Gordura no fígado

O Que Causa Gordura no Fígado Exatamente?

Você sabia que o fígado é um dos maiores órgãos do nosso corpo? Na idade adulta, ele pode pesar até 1.3 quilos e pode ser comparado ao tamanho de uma bola de futebol.

O fígado é considerado um órgão vital para as funções metabólicas e, sozinho, ele executa mais de 500 processos diferentes no nosso corpo. Por exemplo, ele é responsável por converter as substâncias para extrair energia e também eliminar as toxinas que são nocivas ao nosso corpo. Esse processo acontece quando ele recebe o sangue com nutrientes enviado pelo sistema digestivo, então ele filtra e realiza uma triagem para definir quais nutrientes devem ser processados, o que deve ser armazenado, quais devem ser eliminados através das fezes e o que deve voltar para o sangue.

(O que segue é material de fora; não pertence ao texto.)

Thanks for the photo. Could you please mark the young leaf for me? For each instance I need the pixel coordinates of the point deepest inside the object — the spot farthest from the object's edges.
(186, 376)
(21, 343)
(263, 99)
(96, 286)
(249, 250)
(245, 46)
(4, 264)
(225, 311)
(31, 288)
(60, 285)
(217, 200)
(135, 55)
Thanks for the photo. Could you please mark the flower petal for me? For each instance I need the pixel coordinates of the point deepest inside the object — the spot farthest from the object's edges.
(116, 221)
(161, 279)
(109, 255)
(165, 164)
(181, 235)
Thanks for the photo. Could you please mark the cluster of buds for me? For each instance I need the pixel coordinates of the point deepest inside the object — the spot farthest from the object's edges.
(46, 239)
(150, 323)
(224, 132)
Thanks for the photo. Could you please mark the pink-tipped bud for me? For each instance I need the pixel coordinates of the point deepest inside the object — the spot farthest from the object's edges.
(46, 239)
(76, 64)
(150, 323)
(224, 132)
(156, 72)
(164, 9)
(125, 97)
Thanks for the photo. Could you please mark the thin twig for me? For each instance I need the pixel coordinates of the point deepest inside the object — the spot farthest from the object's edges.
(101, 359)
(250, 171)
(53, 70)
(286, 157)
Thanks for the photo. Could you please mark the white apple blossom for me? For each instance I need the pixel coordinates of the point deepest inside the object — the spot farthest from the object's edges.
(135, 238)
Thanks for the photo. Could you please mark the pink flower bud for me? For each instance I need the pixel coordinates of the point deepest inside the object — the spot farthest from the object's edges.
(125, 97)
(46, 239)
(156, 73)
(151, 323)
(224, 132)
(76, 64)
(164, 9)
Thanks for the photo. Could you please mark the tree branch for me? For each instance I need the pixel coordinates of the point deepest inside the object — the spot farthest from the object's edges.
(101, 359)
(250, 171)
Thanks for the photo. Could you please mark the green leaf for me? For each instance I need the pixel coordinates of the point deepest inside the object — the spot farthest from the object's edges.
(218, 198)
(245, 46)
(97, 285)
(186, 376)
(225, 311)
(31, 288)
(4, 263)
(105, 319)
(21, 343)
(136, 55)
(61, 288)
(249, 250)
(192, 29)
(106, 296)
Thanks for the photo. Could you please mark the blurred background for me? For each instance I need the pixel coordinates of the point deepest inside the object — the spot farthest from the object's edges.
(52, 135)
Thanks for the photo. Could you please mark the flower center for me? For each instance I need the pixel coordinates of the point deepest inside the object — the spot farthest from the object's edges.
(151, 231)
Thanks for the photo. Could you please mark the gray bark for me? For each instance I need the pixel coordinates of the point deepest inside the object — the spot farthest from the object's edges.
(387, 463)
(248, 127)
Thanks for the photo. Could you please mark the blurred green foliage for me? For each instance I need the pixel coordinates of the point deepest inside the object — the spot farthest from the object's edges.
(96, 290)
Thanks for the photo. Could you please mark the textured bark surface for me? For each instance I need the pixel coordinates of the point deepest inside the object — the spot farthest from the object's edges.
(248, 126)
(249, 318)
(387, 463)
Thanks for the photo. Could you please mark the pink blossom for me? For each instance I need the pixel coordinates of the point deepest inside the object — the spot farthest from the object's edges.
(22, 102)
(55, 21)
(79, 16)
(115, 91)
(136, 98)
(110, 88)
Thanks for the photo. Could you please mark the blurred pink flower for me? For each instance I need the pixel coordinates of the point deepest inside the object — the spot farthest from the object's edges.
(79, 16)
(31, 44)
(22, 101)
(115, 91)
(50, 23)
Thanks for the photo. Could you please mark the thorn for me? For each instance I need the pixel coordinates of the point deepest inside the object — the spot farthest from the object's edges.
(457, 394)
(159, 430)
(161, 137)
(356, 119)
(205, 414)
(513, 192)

Embora pareça complexo, essa é a rotina do fígado e todos esses processos costumam ser realizados com excelência, até que um problema pode surgir e comprometer o órgão. Por exemplo, o que causa gordura no fígado?

Gordura no fígado – O que é?

É normal que todos tenham pequenas quantidades de gordura no fígado, mas as grandes podem trazer alguns problemas. Existem dois tipos de fígado gorduroso, o não alcoólico e alcoólico. Dentro desse contexto, existem algumas divisões. Veja abaixo:

1. Doença hepática gordurosa não alcoólica

A doença hepática gordurosa não alcoólica (DHGNA) se desenvolve quando o fígado tem dificuldade em quebrar as gorduras, o que provoca um acúmulo no tecido do fígado. Geralmente, ela é dividida em fases diferentes, que acompanham a gravidade.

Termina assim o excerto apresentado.